Youth Liberation Camp
GSSW welcomes Latine youth leaders to campus for Movimiento Poder’s annual Liberation Camp
What if our society was led by those who are directly impacted by injustice? Through the local nonprofit Movimiento Poder, Latine youth leaders are working to mobilize collective power and make that vision a reality. This summer, the University of Denver welcomed 30 of those youth to campus to develop their organizing skills and transform as leaders.
Sponsored by the Graduate School of Social Work (GSSW), Movimiento Poder’s Liberation Camp brought Denver Public Schools (DPS) high school students (and a few middle school students) to campus July 24–27 for four days of workshops on topics such as political education, the history of youth movements, community organizing, white supremacy, conflict transformation and healing justice. Students also practiced testifying and offering public comments, as they would before city council or the school board, for instance.
“I feel a real responsibility to open the doors to the university to those who might not feel this is their home,” says Assistant Professor Mónica Gutiérrez, who proposed the idea for hosting the camp on campus and helped with logistics. “Let’s start utilizing this space in a more active way. If we say we’re for the community, we should always invite the community and make them feel comfortable here.”
Guest speakers included Sturm College of Law Associate Professor Tom Romero II and Maria del Carmen Salazar, a professor and associate dean at the Morgridge College of Education; both professors are products of the DPS system. MSW student Hamilton Gray, an intern at Movimiento Poder, led a session on mental health and coping skills.

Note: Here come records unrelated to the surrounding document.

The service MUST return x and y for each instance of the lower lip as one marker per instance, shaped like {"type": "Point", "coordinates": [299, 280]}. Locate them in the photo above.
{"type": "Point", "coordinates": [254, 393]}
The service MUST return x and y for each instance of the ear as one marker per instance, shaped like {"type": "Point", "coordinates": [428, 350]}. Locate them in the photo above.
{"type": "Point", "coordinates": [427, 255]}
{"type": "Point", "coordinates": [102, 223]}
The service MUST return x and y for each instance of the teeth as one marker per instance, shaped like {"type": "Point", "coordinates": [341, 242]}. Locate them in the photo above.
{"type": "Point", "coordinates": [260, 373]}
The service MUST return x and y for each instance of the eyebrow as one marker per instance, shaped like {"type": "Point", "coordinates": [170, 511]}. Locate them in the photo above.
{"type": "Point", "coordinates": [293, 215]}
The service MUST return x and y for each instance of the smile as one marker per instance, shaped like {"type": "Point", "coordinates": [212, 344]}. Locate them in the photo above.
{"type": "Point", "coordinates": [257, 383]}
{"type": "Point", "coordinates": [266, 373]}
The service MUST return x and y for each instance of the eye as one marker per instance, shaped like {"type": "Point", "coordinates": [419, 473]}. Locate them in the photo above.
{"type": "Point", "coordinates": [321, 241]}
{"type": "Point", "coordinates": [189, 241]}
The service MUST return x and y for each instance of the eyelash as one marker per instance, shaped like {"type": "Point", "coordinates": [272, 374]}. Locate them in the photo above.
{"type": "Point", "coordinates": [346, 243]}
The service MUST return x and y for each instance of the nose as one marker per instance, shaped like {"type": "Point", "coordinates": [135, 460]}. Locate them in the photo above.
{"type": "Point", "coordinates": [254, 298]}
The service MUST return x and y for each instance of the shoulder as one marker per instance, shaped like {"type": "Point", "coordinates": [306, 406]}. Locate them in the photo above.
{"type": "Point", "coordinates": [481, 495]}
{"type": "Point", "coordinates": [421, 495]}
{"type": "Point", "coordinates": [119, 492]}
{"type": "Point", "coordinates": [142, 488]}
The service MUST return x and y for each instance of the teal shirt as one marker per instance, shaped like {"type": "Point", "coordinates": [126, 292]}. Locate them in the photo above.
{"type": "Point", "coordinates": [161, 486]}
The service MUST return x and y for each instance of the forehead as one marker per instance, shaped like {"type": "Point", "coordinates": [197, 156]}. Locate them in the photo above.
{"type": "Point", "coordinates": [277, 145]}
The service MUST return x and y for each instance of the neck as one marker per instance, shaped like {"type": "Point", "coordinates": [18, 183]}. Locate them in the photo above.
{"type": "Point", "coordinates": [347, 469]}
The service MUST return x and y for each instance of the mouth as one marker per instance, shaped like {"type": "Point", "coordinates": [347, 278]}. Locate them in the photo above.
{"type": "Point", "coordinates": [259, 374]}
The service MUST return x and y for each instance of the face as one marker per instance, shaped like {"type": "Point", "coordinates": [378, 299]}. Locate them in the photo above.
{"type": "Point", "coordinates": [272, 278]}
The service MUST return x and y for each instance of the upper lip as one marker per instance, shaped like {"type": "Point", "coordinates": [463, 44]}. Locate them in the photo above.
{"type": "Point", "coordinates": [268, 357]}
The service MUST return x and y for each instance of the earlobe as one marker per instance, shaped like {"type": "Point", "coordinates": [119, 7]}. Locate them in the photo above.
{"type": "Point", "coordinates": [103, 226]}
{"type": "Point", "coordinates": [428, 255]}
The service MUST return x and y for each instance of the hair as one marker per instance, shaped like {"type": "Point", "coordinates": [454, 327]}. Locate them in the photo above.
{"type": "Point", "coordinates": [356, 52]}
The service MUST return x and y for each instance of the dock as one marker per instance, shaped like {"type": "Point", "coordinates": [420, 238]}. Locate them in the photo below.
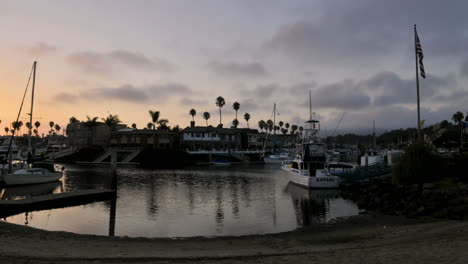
{"type": "Point", "coordinates": [52, 201]}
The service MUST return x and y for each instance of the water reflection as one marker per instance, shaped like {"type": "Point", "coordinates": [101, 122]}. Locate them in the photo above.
{"type": "Point", "coordinates": [193, 202]}
{"type": "Point", "coordinates": [313, 206]}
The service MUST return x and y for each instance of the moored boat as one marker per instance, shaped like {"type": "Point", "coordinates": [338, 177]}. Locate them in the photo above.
{"type": "Point", "coordinates": [308, 168]}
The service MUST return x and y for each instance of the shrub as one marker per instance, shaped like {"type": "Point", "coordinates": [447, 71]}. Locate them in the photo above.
{"type": "Point", "coordinates": [419, 164]}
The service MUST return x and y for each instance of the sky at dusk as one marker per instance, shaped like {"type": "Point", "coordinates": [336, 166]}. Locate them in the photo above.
{"type": "Point", "coordinates": [357, 57]}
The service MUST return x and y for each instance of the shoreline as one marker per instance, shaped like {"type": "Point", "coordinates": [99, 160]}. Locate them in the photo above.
{"type": "Point", "coordinates": [372, 233]}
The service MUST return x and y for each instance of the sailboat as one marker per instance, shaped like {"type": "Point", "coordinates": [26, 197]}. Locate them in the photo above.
{"type": "Point", "coordinates": [31, 175]}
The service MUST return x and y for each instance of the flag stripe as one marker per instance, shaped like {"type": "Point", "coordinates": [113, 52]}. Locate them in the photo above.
{"type": "Point", "coordinates": [420, 56]}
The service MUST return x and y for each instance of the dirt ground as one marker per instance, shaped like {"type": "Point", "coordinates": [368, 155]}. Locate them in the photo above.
{"type": "Point", "coordinates": [362, 239]}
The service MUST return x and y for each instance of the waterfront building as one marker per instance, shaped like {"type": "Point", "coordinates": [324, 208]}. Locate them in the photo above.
{"type": "Point", "coordinates": [80, 134]}
{"type": "Point", "coordinates": [220, 139]}
{"type": "Point", "coordinates": [130, 138]}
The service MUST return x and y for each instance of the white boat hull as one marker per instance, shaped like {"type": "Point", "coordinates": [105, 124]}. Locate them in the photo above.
{"type": "Point", "coordinates": [321, 181]}
{"type": "Point", "coordinates": [21, 179]}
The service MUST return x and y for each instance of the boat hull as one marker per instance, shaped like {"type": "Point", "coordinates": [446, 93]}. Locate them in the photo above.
{"type": "Point", "coordinates": [21, 179]}
{"type": "Point", "coordinates": [315, 182]}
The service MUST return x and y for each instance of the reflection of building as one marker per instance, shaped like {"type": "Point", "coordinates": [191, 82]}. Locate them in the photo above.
{"type": "Point", "coordinates": [211, 138]}
{"type": "Point", "coordinates": [142, 138]}
{"type": "Point", "coordinates": [80, 134]}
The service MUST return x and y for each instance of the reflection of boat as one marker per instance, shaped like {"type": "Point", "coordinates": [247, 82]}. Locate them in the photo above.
{"type": "Point", "coordinates": [309, 166]}
{"type": "Point", "coordinates": [220, 162]}
{"type": "Point", "coordinates": [27, 191]}
{"type": "Point", "coordinates": [276, 158]}
{"type": "Point", "coordinates": [30, 175]}
{"type": "Point", "coordinates": [311, 206]}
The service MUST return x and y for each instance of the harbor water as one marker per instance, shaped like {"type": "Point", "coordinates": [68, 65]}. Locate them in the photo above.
{"type": "Point", "coordinates": [201, 201]}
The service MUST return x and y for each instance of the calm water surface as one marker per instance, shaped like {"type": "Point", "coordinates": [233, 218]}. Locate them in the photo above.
{"type": "Point", "coordinates": [201, 201]}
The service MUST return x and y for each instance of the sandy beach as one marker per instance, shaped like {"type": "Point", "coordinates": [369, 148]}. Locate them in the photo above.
{"type": "Point", "coordinates": [366, 238]}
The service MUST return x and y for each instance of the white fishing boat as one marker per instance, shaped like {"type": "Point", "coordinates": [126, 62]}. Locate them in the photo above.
{"type": "Point", "coordinates": [30, 175]}
{"type": "Point", "coordinates": [308, 168]}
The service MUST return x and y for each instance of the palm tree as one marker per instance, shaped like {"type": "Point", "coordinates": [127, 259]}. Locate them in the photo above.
{"type": "Point", "coordinates": [206, 116]}
{"type": "Point", "coordinates": [51, 124]}
{"type": "Point", "coordinates": [293, 129]}
{"type": "Point", "coordinates": [91, 123]}
{"type": "Point", "coordinates": [235, 123]}
{"type": "Point", "coordinates": [458, 117]}
{"type": "Point", "coordinates": [247, 118]}
{"type": "Point", "coordinates": [57, 127]}
{"type": "Point", "coordinates": [220, 103]}
{"type": "Point", "coordinates": [193, 112]}
{"type": "Point", "coordinates": [163, 124]}
{"type": "Point", "coordinates": [269, 125]}
{"type": "Point", "coordinates": [154, 117]}
{"type": "Point", "coordinates": [111, 121]}
{"type": "Point", "coordinates": [73, 120]}
{"type": "Point", "coordinates": [236, 107]}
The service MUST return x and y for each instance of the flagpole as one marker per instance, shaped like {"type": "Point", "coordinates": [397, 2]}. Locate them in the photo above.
{"type": "Point", "coordinates": [417, 82]}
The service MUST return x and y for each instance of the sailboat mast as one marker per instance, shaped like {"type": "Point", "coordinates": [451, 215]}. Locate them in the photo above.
{"type": "Point", "coordinates": [32, 107]}
{"type": "Point", "coordinates": [274, 118]}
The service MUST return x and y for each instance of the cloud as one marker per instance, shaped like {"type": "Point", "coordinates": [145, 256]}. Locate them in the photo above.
{"type": "Point", "coordinates": [94, 62]}
{"type": "Point", "coordinates": [65, 98]}
{"type": "Point", "coordinates": [189, 101]}
{"type": "Point", "coordinates": [136, 94]}
{"type": "Point", "coordinates": [342, 95]}
{"type": "Point", "coordinates": [41, 48]}
{"type": "Point", "coordinates": [127, 93]}
{"type": "Point", "coordinates": [250, 70]}
{"type": "Point", "coordinates": [170, 89]}
{"type": "Point", "coordinates": [264, 91]}
{"type": "Point", "coordinates": [392, 89]}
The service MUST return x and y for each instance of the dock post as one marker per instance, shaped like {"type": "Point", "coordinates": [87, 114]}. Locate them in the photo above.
{"type": "Point", "coordinates": [114, 161]}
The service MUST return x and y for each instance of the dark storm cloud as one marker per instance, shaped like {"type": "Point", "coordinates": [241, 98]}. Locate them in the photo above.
{"type": "Point", "coordinates": [250, 69]}
{"type": "Point", "coordinates": [93, 62]}
{"type": "Point", "coordinates": [65, 98]}
{"type": "Point", "coordinates": [372, 30]}
{"type": "Point", "coordinates": [41, 48]}
{"type": "Point", "coordinates": [340, 95]}
{"type": "Point", "coordinates": [392, 89]}
{"type": "Point", "coordinates": [127, 93]}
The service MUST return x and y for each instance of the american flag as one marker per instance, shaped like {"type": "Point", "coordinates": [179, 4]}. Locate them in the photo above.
{"type": "Point", "coordinates": [420, 56]}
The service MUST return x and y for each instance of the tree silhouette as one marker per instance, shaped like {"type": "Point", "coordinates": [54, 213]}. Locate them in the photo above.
{"type": "Point", "coordinates": [220, 103]}
{"type": "Point", "coordinates": [235, 123]}
{"type": "Point", "coordinates": [73, 120]}
{"type": "Point", "coordinates": [57, 128]}
{"type": "Point", "coordinates": [193, 112]}
{"type": "Point", "coordinates": [111, 121]}
{"type": "Point", "coordinates": [247, 118]}
{"type": "Point", "coordinates": [154, 117]}
{"type": "Point", "coordinates": [206, 116]}
{"type": "Point", "coordinates": [236, 107]}
{"type": "Point", "coordinates": [51, 124]}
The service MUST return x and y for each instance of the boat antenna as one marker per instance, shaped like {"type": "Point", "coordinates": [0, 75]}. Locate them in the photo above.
{"type": "Point", "coordinates": [30, 114]}
{"type": "Point", "coordinates": [19, 113]}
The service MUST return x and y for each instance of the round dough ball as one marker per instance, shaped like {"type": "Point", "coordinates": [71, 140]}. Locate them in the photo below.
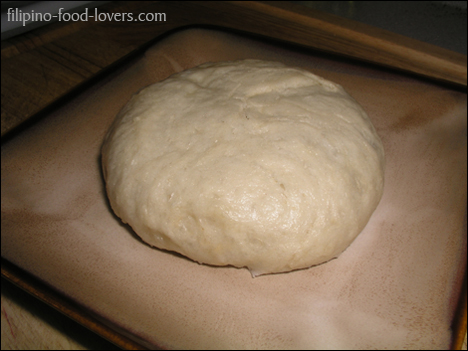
{"type": "Point", "coordinates": [246, 163]}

Led by working-class Latine immigrants, queer people, youth, women and families, Movimiento Poder (formerly known as Padres & Jóvenes Unidos) builds collective power through community organizing, leadership development and civic engagement. As a program manager for the organization, alumna Jessica Godinez (MSW and Latinx Social Work Certificate ’22) collaborated with Gutiérrez to bring the camp to campus and is working to create a new mental health program for the nonprofit. “The organization has been known for organizing and social justice, but a lot of time in organizing, there’s a lot of exhaustion and burnout because we’re constantly inhaling trauma. Really good leaders in our communities tend to leave because they get that burnout,” Godinez says. “We wanted to connect organizing and mental health because it’s important that we’re collectively and individually okay. If we’re not okay individually, then collectively we can’t reach full liberation of ourselves and [our] community.”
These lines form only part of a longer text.